Ninety-eight percent of the rules issued recently by the U.S. Food and Drug Administration were unconstitutional because the bureaucrats who created them lacked authority, a new study finds.
The Pacific Legal Foundation, which conducted the research, also found that nearly three-fourths of the rules from the Health and Human Services Department, 71 percent, are unconstitutional, based on who finalized and issued them.
The majority of unconstitutional rules were from the FDA.
“Among substantive final rules considered to have a significant regulatory impact by the Office of Management and Budget, 80 from the FDA were unconstitutional – 93% of all substantive and significant HHS rules,” the study found.
The study looked at 2,952 rules from HHS over a 17-year period from 2001 through 2017.
Most came from those “low-level officials and career employees who lack constitutional authority.”
“Such rules are unconstitutional,” the report said. “The Constitution requires that significant government decisions must be made solely by ‘principal officers’ appointed by the president after Senate confirmation. Issuing a regulation with the force of law is one of those actions that only principal officers can perform.”
Report co-author Thomas Berry, an attorney at Pacific Legal Foundation, argued that in a democracy, “those who make the rules need to be accountable to the people.”
“That’s why the Framers included the Appointments Clause in the Constitution,” he said. “Only properly appointed officers in the executive branch may issue regulations that are binding on the public. This preserves democratic accountability for significant executive branch actions.”
One example is the “deeming rule,” which classifies tobacco-free vaping products as tobacco products. “The rule prohibits Steve Green, a California vape shop owner, from telling his customers his story about using vaping to stop smoking and recover from early signs of emphysema,” PLF’s report said.
“Among the hundreds of illegal FDA rules, 25 rules were classified as significant because they had an impact on the American economy of at least $100 million or had other significant economic impacts,” said Angela Erickson, PLF’s strategic research director and study co-author.
“Congress and the White House should ensure that this practice ends and agencies comply with the law.”
Another example is that because of the FDA, “dairy farmers such as Randy Sowers of Frederick County, Maryland, cannot call their skim milk ‘skim milk’ without first adding artificial vitamins,” PLF’s report said.

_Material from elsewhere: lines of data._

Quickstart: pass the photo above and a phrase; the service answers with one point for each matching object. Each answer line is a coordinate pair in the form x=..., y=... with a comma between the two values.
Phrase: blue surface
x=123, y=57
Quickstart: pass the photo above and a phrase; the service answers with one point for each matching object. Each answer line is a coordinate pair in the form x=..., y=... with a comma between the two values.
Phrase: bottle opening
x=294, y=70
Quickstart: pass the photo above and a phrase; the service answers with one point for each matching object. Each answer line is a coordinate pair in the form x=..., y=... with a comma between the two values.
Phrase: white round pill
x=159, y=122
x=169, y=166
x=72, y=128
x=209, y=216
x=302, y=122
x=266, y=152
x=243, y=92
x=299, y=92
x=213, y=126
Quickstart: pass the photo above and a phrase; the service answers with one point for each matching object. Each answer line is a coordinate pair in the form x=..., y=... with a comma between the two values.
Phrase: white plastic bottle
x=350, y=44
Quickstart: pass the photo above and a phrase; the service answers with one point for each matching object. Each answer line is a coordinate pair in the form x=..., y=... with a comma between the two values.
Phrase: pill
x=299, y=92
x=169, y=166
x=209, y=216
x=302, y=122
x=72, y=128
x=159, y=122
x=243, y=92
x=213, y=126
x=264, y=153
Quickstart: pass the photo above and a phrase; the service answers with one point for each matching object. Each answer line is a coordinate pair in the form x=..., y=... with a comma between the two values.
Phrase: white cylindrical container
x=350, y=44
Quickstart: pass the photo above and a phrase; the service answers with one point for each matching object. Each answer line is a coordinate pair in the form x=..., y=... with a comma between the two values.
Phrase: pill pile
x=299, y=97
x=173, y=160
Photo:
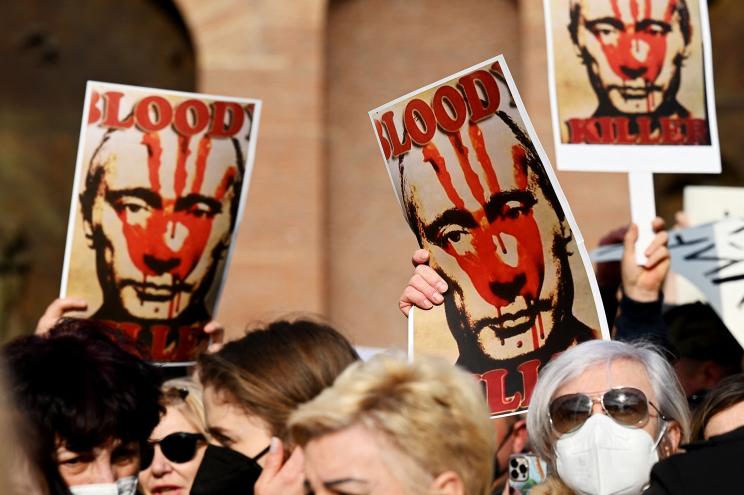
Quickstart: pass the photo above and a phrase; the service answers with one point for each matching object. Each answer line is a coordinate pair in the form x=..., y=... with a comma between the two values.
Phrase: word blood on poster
x=160, y=183
x=479, y=194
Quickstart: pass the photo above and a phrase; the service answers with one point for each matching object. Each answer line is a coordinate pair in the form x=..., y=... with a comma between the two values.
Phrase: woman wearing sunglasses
x=602, y=414
x=172, y=455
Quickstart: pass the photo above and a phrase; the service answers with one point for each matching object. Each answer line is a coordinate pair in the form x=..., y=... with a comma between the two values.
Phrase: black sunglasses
x=177, y=447
x=627, y=406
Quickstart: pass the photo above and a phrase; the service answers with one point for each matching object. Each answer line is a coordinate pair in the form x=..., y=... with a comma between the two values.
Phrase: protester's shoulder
x=551, y=486
x=691, y=471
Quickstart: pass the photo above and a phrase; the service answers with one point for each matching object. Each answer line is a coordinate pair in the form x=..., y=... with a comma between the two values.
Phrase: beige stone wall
x=599, y=201
x=323, y=232
x=272, y=50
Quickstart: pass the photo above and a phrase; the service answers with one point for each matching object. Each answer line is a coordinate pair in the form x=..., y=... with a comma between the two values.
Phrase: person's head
x=391, y=427
x=721, y=411
x=159, y=210
x=253, y=384
x=176, y=446
x=603, y=412
x=704, y=348
x=633, y=50
x=90, y=399
x=481, y=202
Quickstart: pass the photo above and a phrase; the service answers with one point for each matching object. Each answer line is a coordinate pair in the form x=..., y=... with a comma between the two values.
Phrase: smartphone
x=526, y=471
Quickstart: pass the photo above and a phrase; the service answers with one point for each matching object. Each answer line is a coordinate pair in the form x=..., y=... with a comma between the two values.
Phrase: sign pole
x=642, y=210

“Congress needs to ensure that rulemaking under statutes it enacts is exercised solely by democratically accountable officers – principal officers nominated by the president and confirmed by the U.S. Senate. It can do so by using confirmation hearings, appropriations bills, and regulatory reform legislation. Congress also needs to expressly prohibit delegations of rulemaking authority from Senate-confirmed officials to career bureaucrats.”
The president also could help, the report said.
“The president can act on his own. With a stroke of his pen, he can and should order his senior appointees to take personal responsibility for regulations issued during his administration.”
One of President Trump’s goals in office was to eliminate unnecessary federal rules, and he has exceeded expectations.
“The current administration made a serious commitment to reduce the regulatory burden, and numerous members of Congress from both parties share this goal. For these reform-minded leaders, ending the unconstitutional practice of delegating authority for issuing final rules should be a top priority,” the report said.
“The growing thicket of red tape created by countless federal regulations stifles American economic growth, wages, and job creation,” PLF said. “It raises prices, limits consumer choice, and restricts individual liberty. The toll on economic growth alone is significant. From 1980 through 2012, regulations cost Americans $4 trillion in economic growth – $13,000 per person.”